Feathered Dinosaur Shimmered Like a Rainbow, Fossil Reveals

Iridescent_Dinosaur
Caihong juji had iridescent feathers on its head, chest and tail. Illustration by Velizar Simeonovski, The Field Museum

Three years ago, a farmer in the Hebei province of China uncovered a mysterious fossil and brought it to the the Paleontological Museum of Liaoning. Now, after studying the find, scientists have announced that the fossil is of a new, duck-sized dinosaur—and when it lived it had an incredible feather display that shined like a living rainbow.

An international team of scientists studying the dinosaur, called Caihong juji, made the discovery by carefully analyzing tiny melanosomes, the part of the cells that contain pigment, in the fossil, which turned up dramatic evidence of the dinosaur's flamboyant plumage.

Their research was published by the journal Nature Communications on Monday.

In animals, colors are determined by the shape of the melanosomes, as well as pigment. "Hummingbirds have bright, iridescent feathers, but if you took a hummingbird feather and smashed it into tiny pieces, you'd only see black dust," explained Chad Eliason, a postdoctoral researcher at Chicago's Field Museum of Natural History, in a press release. "The pigment in the feathers is black, but the shapes of the melanosomes that produce that pigment are what make the colors in hummingbird feathers that we see."

Researchers looked at 66 places on the fossil under a microscope to see if they could find remnants of melanosome shapes. They found flat, circular melanosomes organized in rows on Caihong's head, chest and tail. Those melanosomes could be compared to modern birds, whose iridescent feathers' melanosomes have the same shape. The discovery indicates that parts of Caihong's feather coat were luminous and multicolored, like a hummingbird's throat.

Caihong
Caihong juji means "rainbow big crest." The Field Museum

It's unclear exactly when iridescence evolved in birds, but Caihong gives us an idea. This 161-million-year-old fossil is the oldest example of iridescence in a feathered dinosaur yet discovered.

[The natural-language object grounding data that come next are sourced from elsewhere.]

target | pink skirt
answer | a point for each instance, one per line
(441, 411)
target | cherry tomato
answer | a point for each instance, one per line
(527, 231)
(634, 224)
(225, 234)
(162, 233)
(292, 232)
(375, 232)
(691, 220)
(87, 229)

Today, birds with iridescence, such as male birds of paradise, use their flashy colors to attract mates. But it's a tactic used by non-avian members of the animal kingdom too. Peacock spiders, for example, rely on tiny iridescent scales when mating.

Caihong is also helping scientists understand how other traits developed in birds. The dinosaur had a crest on its head, a long wing and tail feathers, but it couldn't fly. It is also the oldest known example of a dinosaur with asymmetrical tail feathers, meaning that the vane on one side was bigger than on the other.